Panelists at RFE/RL's Prague headquarters (RFE/RL)
October 30, 2007 (RFE/RL) -- What Unites And What Divides Us? Senior diplomats and experts on Islam from the United States, Iraq, Turkey, Germany, Hungary, and the Czech Republic met to discuss that topic at a conference in Prague. Here is a selection of quotes from some of those who took part.
First Panel: "The View From The West: Are Muslim Values Compatible With Those Of The West?"
Moderator: Reuel Marc Gerecht, American Enterprise Institute, Washington, D.C.
Alexander Ritzmann, European Foundation for Democracy, Brussels:
"The majority of homegrown terrorists in the West are not poor and uneducated and jobless, but they are the opposite. They are, from an outside perspective, well integrated, they have careers, or they are students."
Zdenek Muller, France-based specialist in Islamic and Arabic Studies:
"Radical Islam is also due to the social and economic impoverishment of large part of [Europe's] Muslim population."
Sebestyen L.v. Gorka, Institute for Transitional Democracy and International Security, Budapest:
"The West is not divided as much as the media would have one believe. Where there is, however, serious division is within the intellectual and political elites of the West. There are those that say religion is irrelevant to our understanding of September 11 and related violence. These people are very wrong."
Michael Rubin, American Enterprise Institute, Washington, D.C.:
"One has to recognize that there is an interrelation between religion and terrorism and this goes into the definition of religion...what I would posit is that we need a new definition of religion, which is quite simply religion is what its practitioners believe it to be."
Listen to the entire panel discussion (about 75 minutes):
Second Panel: "Muslims And The West: The View From Islam"
Moderator: Akbar Ayazi, RFE/RL, Director of Radio Free Afghanistan, Prague
Muhammad Jusic, Bosnian journalist:
"Who are Muslims in Bosnia trying to be? We are trying to be the bridge between East and West, to understand East and West, and until now we are only paying the price [for that] and nothing more, and a high price, I can say."
Mustafa Akyol, "Turkish Daily News," Istanbul:
"The context of the Muslims, the social context in which we are living very much influences how we understand our religion. A Muslim who wakes up in Gaza has a different experience than the Muslim who wakes up in Istanbul or Bosnia or London...he understands his religion according to that social context."
Abubakar Siddiqui, RFE/RL, correspondent for Radio Free Afghanistan, Prague:
"The Western world is spending a lot more, phenomenally more, on funding its defense budget compared to what they are spending on defending human rights, democracy promotion, and combating poverty, malnourishment, and chronic disease."
Listen to the entire panel discussion (about 79 minutes):
Third Panel: "What Unites And What Divides Us"
Moderator: Joyce Davis, RFE/RL Associate Director of Broadcasting
Mustafa Akyol, "Turkish Daily News," Istanbul:
"I think the reason why [Muslims] don't like the term 'moderate Muslim,' or 'moderate Islam' especially, is that when it is used they think that it means Islam per se is problematic and then there is a nicer version of that, but that unrefined or untouched Islam is not moderate."

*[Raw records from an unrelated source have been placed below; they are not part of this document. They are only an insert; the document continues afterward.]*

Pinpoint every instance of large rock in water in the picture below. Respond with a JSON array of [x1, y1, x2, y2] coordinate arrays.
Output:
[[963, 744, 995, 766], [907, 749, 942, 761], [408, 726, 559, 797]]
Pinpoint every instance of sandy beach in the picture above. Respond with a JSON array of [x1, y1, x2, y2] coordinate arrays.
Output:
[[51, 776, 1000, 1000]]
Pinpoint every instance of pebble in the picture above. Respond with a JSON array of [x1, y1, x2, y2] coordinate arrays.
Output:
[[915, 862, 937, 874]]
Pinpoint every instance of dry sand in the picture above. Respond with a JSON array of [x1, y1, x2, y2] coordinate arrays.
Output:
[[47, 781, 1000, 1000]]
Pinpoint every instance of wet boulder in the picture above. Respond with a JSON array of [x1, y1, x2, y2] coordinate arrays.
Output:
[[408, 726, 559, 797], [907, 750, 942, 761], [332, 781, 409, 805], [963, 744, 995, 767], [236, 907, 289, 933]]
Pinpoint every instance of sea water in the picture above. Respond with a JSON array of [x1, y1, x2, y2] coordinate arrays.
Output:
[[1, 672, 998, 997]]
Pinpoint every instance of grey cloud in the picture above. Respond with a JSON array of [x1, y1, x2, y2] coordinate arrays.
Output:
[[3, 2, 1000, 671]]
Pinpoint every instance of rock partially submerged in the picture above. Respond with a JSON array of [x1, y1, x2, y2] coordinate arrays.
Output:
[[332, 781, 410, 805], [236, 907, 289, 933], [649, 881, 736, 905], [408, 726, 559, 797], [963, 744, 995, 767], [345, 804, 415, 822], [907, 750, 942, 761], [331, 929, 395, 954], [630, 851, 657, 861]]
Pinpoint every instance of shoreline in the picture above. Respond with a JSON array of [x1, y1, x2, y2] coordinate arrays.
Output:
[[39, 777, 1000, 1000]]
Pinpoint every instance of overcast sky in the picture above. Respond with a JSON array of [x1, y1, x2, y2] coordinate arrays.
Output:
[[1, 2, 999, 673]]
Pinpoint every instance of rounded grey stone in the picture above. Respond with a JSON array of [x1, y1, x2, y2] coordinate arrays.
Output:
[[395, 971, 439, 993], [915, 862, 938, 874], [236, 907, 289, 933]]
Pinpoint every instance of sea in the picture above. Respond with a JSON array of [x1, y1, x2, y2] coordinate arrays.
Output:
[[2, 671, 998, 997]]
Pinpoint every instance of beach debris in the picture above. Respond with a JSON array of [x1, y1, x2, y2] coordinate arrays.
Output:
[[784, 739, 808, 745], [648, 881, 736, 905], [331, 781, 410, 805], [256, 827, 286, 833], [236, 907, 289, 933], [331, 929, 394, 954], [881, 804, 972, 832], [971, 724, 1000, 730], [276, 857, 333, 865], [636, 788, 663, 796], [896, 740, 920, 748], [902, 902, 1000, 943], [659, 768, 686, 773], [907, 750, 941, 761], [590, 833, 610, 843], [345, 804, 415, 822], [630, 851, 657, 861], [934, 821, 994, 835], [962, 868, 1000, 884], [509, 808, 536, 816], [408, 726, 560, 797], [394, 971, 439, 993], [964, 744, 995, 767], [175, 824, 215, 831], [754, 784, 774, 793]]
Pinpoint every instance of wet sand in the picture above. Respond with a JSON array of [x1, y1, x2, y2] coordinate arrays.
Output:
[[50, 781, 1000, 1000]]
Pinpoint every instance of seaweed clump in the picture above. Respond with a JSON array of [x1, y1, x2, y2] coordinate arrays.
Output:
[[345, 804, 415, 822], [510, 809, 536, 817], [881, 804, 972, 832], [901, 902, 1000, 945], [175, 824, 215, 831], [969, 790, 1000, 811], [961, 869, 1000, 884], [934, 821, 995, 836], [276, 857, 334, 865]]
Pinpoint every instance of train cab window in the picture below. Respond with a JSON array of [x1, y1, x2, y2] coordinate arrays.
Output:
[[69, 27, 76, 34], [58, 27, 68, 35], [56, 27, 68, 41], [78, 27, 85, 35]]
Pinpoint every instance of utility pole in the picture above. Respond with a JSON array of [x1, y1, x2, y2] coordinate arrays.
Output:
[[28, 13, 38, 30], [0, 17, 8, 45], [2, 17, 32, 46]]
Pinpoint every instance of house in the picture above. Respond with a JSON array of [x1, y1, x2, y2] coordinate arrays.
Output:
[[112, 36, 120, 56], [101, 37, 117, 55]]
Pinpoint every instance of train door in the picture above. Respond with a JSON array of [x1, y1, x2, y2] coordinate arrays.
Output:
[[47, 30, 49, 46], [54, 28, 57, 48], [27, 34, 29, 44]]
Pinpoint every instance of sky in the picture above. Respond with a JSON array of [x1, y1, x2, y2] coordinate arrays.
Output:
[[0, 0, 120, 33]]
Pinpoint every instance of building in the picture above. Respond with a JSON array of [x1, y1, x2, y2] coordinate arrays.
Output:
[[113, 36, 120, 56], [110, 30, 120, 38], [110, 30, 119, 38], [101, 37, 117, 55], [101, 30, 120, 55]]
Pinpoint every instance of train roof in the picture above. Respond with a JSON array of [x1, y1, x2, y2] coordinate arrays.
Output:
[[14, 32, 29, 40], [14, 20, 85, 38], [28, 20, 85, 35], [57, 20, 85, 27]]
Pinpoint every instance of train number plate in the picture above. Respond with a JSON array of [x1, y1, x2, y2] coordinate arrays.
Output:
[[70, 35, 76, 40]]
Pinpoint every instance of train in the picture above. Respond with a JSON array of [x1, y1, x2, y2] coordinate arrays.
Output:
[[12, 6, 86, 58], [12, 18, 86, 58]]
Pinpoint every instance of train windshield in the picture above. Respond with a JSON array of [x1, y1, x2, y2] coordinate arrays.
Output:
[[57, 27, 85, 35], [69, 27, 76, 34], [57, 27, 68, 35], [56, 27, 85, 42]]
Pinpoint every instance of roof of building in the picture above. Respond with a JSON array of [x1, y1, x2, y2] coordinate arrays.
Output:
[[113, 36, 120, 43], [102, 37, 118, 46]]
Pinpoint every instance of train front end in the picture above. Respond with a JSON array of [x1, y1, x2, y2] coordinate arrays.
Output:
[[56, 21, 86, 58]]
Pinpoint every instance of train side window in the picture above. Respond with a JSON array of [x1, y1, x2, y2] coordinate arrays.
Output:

Muhammad Jusic, Bosnian journalist:
"There are people who think that when you say moderate Muslim you are actually talking about people who are willing to look through their fingers to the West and whatever [it says] is considered to be right and they do not try to be a partner in dialogue but rather somebody who is listening to and obeying what the West is saying."
Akbar Ayazi, RFE/RL, Director of Radio Free Afghanistan, Prague:
"There is the term fundamentalism, or fundamentalist, and we call people fundamentalist Muslims while this is not even a Muslim term, it is a Christian term."
Abubakar Siddiqui, RFE/RL, correspondent for Radio Free Afghanistan, Prague:
"I don't want to be labeled this or that kind of Muslim. I am Muslim, it just happens that I was born in a Muslim society in a Muslim household. Nobody has ever written an application to God to be born in a Christian home or a Muslim home, it just happens."
Alexander Ritzmann, European Foundation for Democracy, Brussels:
"Is Islam itself the problem? Are we fighting Islam, do we have problems with Muslims just because they are Muslims. That is not what I am advocating. I am advocating fighting radical Islam."
Zdenek Muller, France-based specialist in Islamic and Arabic Studies:
"Secularism in the public sphere [in Europe]...is not aimed against religion but to maintain some kind of harmony and balance, some kind of neutrality, in the public sphere."
Michael Rubin, American Enterprise Institute, Washington, D.C.:
"Multiculturalism is not just about the good, it is not just about being able to order sushi with a mojito. It has much more to do with recognizing that when cultures come together, there are both positive aspects and negative aspects, and that in a Western society standards provided by the rule of law have to become paramount."